Im Gegenzug ist Berlin gesetzlich verpflichtet, Geld in Investitionen zu stecken. Offiziell weist die Finanzverwaltung 1,79 Milliarden Euro Investitionen für 2006 und 1,6 Milliarden Euro für das Jahr darauf aus. Doch dahinter stecken allein mehr als 400 Millionen Euro jährlich für die hoch verschuldete Landestochter BVG. Selbst Finanzsenator Thilo Sarrazin (SPD) gibt zu, dass dies keine Investitionen getreu den Buchstaben des Gesetzes sind. Doch KritikerInnen im Bund und im Land will der Taktiker den Wind aus den Segeln nehmen: Beweise nicht eben diese Verzweiflungstat, dass Berlin in einer „extremen Haushaltsnotlage“ steckt? Und solidarische Hilfe vom Bund verdient? Deshalb erwarten die HaushälterInnen sehnsüchtig das Ergebnis der Berliner Klage um Haushaltshilfen vor dem Bundesverfassungsgericht. Wenn sie scheitert, ist der Doppelhaushalt 2006/07 nur noch ein bedeutungsloser Packen Papier. Verfassungsrechtler wie Matthias Rossi bezweifeln den rettenden Geldsegen (siehe Interview).

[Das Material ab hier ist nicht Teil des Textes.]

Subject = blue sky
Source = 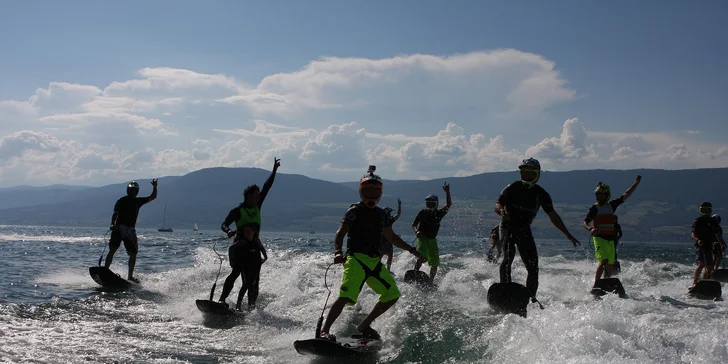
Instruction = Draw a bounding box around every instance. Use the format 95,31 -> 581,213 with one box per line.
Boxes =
0,0 -> 728,186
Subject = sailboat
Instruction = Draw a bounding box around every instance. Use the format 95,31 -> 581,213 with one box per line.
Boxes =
157,205 -> 172,233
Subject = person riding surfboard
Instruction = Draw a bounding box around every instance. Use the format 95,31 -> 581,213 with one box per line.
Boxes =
582,176 -> 642,287
494,158 -> 581,302
104,179 -> 157,283
320,166 -> 423,341
412,182 -> 452,282
219,158 -> 281,310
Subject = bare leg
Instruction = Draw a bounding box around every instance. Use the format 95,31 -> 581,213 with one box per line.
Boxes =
104,246 -> 119,268
128,253 -> 136,279
594,261 -> 604,287
356,298 -> 398,331
693,262 -> 705,286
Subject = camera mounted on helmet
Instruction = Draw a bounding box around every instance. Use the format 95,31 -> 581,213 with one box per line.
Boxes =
518,158 -> 541,186
711,214 -> 720,224
425,193 -> 440,209
594,181 -> 612,205
698,202 -> 713,216
359,165 -> 383,209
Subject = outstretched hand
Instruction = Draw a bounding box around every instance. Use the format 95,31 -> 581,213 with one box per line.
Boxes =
273,157 -> 281,171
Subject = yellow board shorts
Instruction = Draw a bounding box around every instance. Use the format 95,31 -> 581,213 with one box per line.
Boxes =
339,253 -> 400,305
417,236 -> 440,267
594,236 -> 614,264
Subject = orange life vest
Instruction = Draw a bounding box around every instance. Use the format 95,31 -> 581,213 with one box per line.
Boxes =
594,203 -> 617,237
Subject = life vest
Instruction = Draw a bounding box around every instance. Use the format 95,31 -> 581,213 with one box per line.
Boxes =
594,203 -> 617,237
235,204 -> 260,230
346,203 -> 387,257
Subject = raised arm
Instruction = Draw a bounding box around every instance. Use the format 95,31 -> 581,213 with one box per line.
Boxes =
442,182 -> 452,210
258,157 -> 281,208
382,226 -> 422,258
622,175 -> 642,201
147,178 -> 157,202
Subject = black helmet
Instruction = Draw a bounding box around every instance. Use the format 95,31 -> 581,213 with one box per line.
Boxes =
518,158 -> 541,186
359,166 -> 383,209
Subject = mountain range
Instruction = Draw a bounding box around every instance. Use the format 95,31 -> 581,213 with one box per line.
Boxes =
0,168 -> 728,241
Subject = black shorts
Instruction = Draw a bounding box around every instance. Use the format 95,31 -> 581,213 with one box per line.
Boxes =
109,225 -> 139,254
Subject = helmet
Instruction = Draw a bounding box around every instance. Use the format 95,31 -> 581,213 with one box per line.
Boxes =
359,166 -> 383,209
698,202 -> 713,216
425,193 -> 440,209
711,214 -> 720,224
518,158 -> 541,171
518,158 -> 541,186
594,181 -> 612,204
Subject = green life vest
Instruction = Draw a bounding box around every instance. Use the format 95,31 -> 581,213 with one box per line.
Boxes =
235,205 -> 260,230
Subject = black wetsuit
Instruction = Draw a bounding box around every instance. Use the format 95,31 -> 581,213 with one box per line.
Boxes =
220,171 -> 276,309
109,196 -> 152,254
498,181 -> 554,297
692,216 -> 718,267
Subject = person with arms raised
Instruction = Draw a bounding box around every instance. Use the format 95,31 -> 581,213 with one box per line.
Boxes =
495,158 -> 581,302
320,166 -> 422,341
105,179 -> 157,283
220,158 -> 281,310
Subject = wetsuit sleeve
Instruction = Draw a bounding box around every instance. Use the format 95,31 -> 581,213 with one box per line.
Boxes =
341,206 -> 356,226
258,171 -> 276,209
220,208 -> 240,232
412,210 -> 422,226
584,205 -> 597,224
609,196 -> 624,211
134,197 -> 150,208
498,183 -> 513,206
539,186 -> 554,214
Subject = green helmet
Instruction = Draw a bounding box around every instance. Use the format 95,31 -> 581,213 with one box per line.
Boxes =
594,181 -> 612,203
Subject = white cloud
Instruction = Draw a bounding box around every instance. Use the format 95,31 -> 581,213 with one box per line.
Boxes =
220,49 -> 575,117
0,49 -> 728,186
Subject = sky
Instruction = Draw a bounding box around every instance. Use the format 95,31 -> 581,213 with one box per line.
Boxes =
0,0 -> 728,187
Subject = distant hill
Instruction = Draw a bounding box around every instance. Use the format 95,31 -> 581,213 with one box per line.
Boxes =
0,168 -> 728,240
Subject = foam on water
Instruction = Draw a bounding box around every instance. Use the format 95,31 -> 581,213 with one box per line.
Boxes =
0,226 -> 728,364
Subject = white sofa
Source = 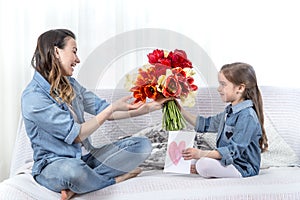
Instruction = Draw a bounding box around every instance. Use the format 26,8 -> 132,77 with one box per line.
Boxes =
0,87 -> 300,200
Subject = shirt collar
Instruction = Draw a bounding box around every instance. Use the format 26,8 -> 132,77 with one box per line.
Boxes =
225,100 -> 253,114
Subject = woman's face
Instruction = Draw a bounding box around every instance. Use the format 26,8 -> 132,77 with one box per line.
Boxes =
55,37 -> 80,76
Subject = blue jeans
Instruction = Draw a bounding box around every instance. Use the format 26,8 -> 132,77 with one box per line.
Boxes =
35,137 -> 152,194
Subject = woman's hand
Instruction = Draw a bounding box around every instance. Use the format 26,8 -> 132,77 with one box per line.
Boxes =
112,96 -> 144,112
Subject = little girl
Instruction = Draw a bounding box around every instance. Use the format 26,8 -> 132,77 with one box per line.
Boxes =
180,63 -> 268,178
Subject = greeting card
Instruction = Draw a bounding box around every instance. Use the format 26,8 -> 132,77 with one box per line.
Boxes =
164,131 -> 195,174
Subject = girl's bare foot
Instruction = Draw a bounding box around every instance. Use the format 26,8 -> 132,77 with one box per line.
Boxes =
60,190 -> 75,200
191,165 -> 198,174
115,168 -> 142,183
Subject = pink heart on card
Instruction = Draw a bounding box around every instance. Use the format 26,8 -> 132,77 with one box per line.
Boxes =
169,141 -> 185,165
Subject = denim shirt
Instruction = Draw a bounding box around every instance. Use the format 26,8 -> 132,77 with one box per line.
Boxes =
21,71 -> 109,176
195,100 -> 262,177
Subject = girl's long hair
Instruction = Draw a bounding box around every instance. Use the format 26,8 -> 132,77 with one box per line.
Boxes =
221,62 -> 268,152
31,29 -> 75,104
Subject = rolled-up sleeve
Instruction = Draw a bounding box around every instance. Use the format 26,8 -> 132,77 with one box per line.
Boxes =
216,147 -> 235,166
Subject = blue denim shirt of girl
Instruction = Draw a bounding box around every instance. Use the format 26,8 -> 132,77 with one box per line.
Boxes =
21,71 -> 109,176
195,100 -> 262,177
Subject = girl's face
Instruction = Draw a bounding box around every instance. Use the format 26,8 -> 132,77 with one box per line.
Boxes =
55,37 -> 80,76
218,72 -> 245,105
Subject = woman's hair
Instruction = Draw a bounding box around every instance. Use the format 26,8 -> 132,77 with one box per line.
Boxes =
220,62 -> 268,152
31,29 -> 75,104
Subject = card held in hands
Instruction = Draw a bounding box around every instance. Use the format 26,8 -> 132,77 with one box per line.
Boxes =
164,130 -> 196,174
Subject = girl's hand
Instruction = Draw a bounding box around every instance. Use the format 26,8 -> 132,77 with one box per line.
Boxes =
146,98 -> 171,112
112,96 -> 144,111
182,148 -> 202,160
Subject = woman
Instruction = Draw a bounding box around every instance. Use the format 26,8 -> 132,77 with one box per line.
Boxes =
22,29 -> 165,199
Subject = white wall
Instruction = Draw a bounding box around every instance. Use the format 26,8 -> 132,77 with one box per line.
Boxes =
0,0 -> 300,180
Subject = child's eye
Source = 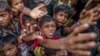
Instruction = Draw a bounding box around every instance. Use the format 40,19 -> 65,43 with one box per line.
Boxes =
0,14 -> 6,17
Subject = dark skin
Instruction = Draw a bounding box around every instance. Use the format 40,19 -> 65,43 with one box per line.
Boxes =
18,1 -> 99,56
18,24 -> 96,56
0,9 -> 11,27
64,5 -> 100,33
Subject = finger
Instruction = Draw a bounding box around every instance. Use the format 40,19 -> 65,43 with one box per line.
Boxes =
74,33 -> 97,42
73,50 -> 91,56
73,41 -> 96,50
72,24 -> 89,35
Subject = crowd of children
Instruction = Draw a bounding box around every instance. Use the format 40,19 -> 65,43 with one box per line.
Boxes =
0,0 -> 100,56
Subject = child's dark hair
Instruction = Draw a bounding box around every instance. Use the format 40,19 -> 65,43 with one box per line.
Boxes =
3,36 -> 18,46
54,5 -> 72,17
7,0 -> 23,6
0,1 -> 10,12
38,15 -> 54,27
37,1 -> 45,5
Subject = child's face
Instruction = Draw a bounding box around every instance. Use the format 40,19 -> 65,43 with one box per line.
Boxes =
3,44 -> 18,56
0,9 -> 10,27
12,0 -> 24,12
54,11 -> 68,25
37,3 -> 47,11
41,21 -> 56,38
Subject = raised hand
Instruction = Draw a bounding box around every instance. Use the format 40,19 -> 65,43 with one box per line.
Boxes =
30,5 -> 48,19
61,24 -> 96,56
80,5 -> 100,25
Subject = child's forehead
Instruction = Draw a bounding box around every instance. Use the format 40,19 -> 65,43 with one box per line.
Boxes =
4,43 -> 15,49
57,11 -> 68,15
0,8 -> 8,14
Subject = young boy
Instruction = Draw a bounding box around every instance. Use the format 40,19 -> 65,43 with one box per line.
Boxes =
54,5 -> 73,36
0,1 -> 20,43
19,16 -> 67,56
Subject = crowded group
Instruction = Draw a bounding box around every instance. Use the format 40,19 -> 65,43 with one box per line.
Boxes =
0,0 -> 100,56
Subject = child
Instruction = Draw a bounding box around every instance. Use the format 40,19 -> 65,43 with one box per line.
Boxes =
54,5 -> 73,37
23,16 -> 67,56
7,0 -> 28,29
2,36 -> 21,56
0,1 -> 20,44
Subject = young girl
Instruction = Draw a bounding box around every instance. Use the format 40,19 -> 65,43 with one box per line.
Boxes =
7,0 -> 47,29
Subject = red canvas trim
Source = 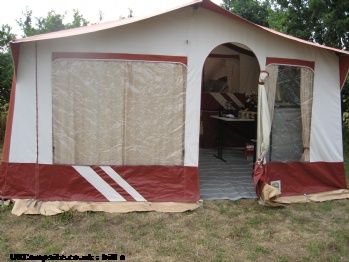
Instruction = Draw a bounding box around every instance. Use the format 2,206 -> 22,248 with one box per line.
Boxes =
52,52 -> 188,65
208,54 -> 240,61
0,163 -> 200,202
339,56 -> 349,88
266,162 -> 347,196
265,57 -> 315,70
92,166 -> 135,201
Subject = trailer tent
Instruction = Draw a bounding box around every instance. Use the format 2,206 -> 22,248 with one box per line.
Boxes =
0,0 -> 349,213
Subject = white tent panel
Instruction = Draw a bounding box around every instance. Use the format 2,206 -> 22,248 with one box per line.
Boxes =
9,43 -> 37,163
310,51 -> 343,162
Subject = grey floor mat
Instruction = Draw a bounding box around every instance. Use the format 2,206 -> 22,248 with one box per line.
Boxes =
199,149 -> 257,200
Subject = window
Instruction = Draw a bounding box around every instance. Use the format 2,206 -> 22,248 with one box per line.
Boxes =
52,59 -> 187,165
266,65 -> 314,162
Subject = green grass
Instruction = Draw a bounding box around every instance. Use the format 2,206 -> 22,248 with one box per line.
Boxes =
0,200 -> 349,261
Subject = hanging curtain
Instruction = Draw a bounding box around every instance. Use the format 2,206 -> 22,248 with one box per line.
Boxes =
265,65 -> 279,122
300,67 -> 314,162
253,71 -> 281,206
257,71 -> 271,159
226,59 -> 240,93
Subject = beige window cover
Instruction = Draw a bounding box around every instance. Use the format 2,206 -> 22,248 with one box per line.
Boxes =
52,59 -> 187,165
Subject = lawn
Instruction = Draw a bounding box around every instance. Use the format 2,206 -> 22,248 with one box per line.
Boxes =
0,144 -> 349,261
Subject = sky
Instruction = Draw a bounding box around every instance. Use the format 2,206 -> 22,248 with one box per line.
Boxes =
0,0 -> 223,38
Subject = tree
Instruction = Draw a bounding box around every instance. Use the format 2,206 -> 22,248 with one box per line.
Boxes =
268,0 -> 349,50
17,9 -> 90,37
0,24 -> 16,52
222,0 -> 270,27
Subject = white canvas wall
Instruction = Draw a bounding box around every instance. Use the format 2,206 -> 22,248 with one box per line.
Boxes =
9,4 -> 343,166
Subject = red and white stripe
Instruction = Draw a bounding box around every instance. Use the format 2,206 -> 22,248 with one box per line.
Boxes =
73,166 -> 147,201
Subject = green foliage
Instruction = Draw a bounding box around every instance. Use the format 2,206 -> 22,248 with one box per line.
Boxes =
268,0 -> 313,40
0,52 -> 13,109
222,0 -> 270,27
268,0 -> 349,50
17,10 -> 90,37
0,24 -> 16,51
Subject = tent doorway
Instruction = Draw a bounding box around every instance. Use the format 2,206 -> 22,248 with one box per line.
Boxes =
199,43 -> 260,200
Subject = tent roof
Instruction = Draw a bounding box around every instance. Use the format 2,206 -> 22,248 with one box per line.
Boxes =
12,0 -> 349,56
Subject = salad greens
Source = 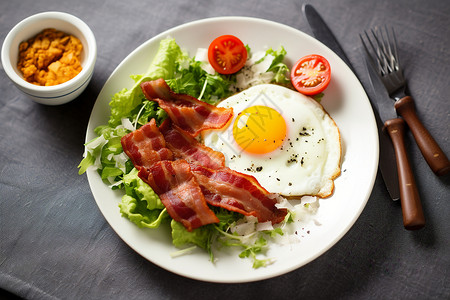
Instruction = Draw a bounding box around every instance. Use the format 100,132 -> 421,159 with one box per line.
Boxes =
78,38 -> 290,268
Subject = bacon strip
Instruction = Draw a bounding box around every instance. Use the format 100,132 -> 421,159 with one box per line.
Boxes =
120,119 -> 173,169
191,165 -> 287,224
139,160 -> 219,231
141,79 -> 233,137
159,119 -> 225,169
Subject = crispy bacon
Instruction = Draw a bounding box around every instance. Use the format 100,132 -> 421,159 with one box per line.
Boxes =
121,79 -> 287,231
120,119 -> 173,169
141,79 -> 233,137
139,159 -> 219,231
191,165 -> 287,224
159,119 -> 225,169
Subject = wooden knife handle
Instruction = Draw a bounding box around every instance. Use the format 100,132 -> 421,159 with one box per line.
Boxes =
384,118 -> 425,230
394,96 -> 450,176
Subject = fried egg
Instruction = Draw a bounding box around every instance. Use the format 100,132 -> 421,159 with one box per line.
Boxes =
202,84 -> 341,197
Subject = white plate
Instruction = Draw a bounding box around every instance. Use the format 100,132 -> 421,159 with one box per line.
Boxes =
86,17 -> 378,283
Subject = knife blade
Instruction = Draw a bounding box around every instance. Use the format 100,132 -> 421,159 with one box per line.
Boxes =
361,52 -> 425,230
302,4 -> 400,200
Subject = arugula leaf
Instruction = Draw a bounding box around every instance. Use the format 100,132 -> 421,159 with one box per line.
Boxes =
266,46 -> 291,84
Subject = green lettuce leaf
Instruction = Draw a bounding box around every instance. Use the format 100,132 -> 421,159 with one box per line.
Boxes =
170,219 -> 211,250
266,46 -> 291,84
123,168 -> 164,210
119,195 -> 169,228
109,38 -> 187,126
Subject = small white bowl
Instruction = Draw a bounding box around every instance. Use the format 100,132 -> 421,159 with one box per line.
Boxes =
1,12 -> 97,105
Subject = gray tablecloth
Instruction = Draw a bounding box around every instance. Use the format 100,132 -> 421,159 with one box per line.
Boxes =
0,0 -> 450,299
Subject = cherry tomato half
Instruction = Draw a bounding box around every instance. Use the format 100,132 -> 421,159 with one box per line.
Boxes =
291,54 -> 331,95
208,35 -> 247,74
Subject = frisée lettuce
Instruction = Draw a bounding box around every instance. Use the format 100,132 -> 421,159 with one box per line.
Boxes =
78,38 -> 298,268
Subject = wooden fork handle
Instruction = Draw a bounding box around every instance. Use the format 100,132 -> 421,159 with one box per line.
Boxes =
384,118 -> 425,230
394,96 -> 450,176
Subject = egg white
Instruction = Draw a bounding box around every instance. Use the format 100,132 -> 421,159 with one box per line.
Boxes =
202,84 -> 341,197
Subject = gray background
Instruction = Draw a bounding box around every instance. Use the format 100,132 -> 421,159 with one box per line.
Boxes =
0,0 -> 450,299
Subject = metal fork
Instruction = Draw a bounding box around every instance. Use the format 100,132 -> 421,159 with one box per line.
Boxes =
360,27 -> 450,176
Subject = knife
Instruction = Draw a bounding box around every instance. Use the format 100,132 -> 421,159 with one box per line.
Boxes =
302,4 -> 400,200
365,54 -> 425,230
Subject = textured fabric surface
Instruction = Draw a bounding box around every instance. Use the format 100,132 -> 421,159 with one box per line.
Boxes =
0,0 -> 450,299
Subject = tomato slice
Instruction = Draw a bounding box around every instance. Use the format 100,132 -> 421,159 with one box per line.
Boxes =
208,35 -> 247,74
291,54 -> 331,95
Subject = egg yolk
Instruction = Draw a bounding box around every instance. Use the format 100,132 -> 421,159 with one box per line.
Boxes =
233,105 -> 286,154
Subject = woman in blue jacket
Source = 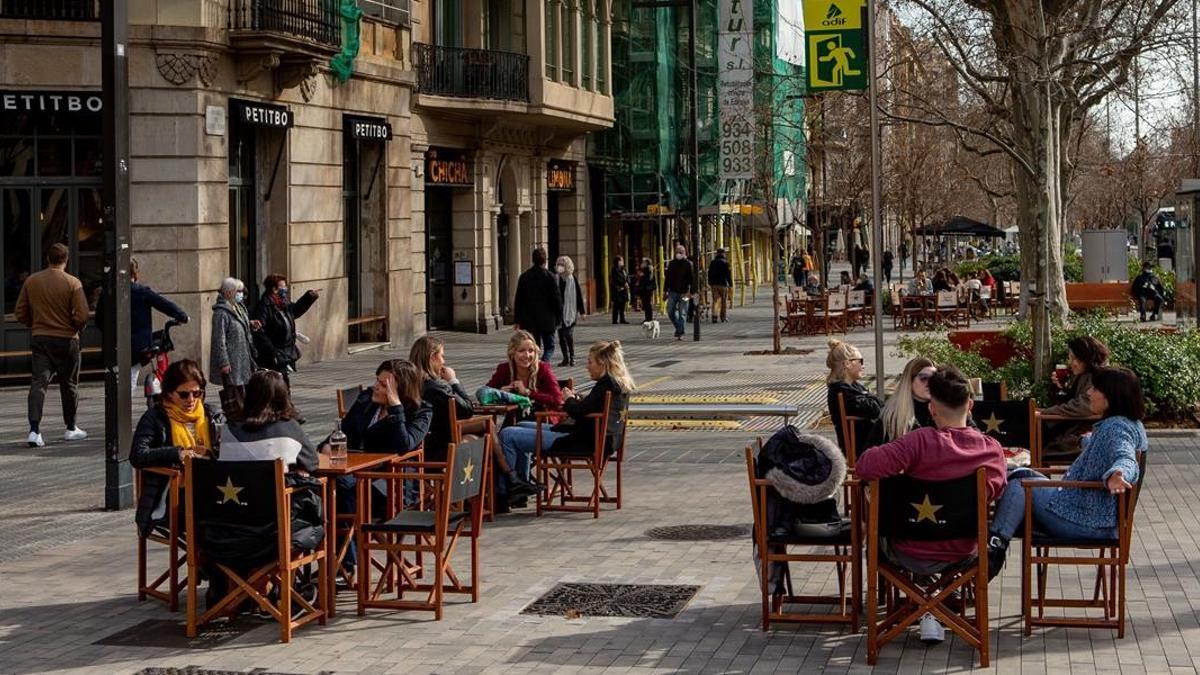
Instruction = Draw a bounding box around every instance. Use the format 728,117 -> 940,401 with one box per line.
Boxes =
988,368 -> 1150,577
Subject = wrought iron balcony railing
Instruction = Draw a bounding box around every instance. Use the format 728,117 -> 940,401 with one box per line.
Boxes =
0,0 -> 100,22
229,0 -> 342,47
413,42 -> 529,101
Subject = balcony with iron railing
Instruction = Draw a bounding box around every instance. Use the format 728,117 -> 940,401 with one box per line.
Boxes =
0,0 -> 100,22
413,42 -> 529,103
229,0 -> 342,53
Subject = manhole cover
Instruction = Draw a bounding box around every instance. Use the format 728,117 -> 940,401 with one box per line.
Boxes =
92,619 -> 263,650
521,584 -> 700,619
646,525 -> 751,542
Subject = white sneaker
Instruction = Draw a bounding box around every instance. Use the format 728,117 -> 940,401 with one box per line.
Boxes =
920,611 -> 946,645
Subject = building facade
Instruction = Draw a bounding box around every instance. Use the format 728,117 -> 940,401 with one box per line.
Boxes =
0,0 -> 612,374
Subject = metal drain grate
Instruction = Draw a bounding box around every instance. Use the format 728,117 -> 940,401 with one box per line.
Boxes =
521,584 -> 700,619
646,525 -> 750,542
92,617 -> 263,650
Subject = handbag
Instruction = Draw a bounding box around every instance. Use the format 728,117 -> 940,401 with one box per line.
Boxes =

Die härtesten Kürzungen hat der Finanzsenator bereits in den Jahren 2003 bis 2005 durchgedrückt. Trotzdem geht das Sparen in den kommenden zwei Jahren weiter, beispielsweise bei der Jugendhilfe. Zu Wochenbeginn einigten sich SPD und Linkspartei auf einen Kompromiss. Die Kürzungen gehen weiter, aber unter vagen Auflagen gewährt das Land den Bezirken im Bedarfsfall weitere Hilfen. Angesichts des dramatischen Zusammenstreichens der Jugendhilfe-Gelder von 451 Millionen Euro im Jahr 2002 auf 360 Millionen Euro im Vorjahr gilt das schon als Erfolg.

Seit Jahren freuen sich die HauptstädterInnen bereits, wenn die Zumutungen geringer sind als befürchtet. Das gilt auch für die Kita-Gebühren, die laut Haushaltsplan nicht steigen sollen. Ebenso verzichtet der Senat auf die Einführung direkter Studiengebühren. Knackpunkte gibt es jedoch genug. Grüne und FDP fordern starke Einschnitte bei den Verwaltungsausgaben. Nicht nur bei den Bezirks-, auch bei den Hauptverwaltungen sollen die HaushälterInnen aus Oppositionssicht stark kürzen. Die Personalkosten sinken 2006 und 2007 nur minimal auf je rund 6,4 Milliarden Euro – eine gewaltige Belastung für ein Land, das nur 40 Prozent seiner Einnahmen aus eigenen Steuern bezieht.

Die Sünden der Vergangenheit werden eine Bürde für die Stadt bleiben. Für den Haushalt 2008 sind schon heute 2 Milliarden Euro eingeplant, um enttäuschte Zeichner von 15 Immobilienfonds der Bankgesellschaft abzufinden. Das Land haftet. Das Berliner Hintergrundgeräusch wird also auch künftig weiter dröhnen. Nur dürfen sich die BerlinerInnen daran nicht gewöhnen.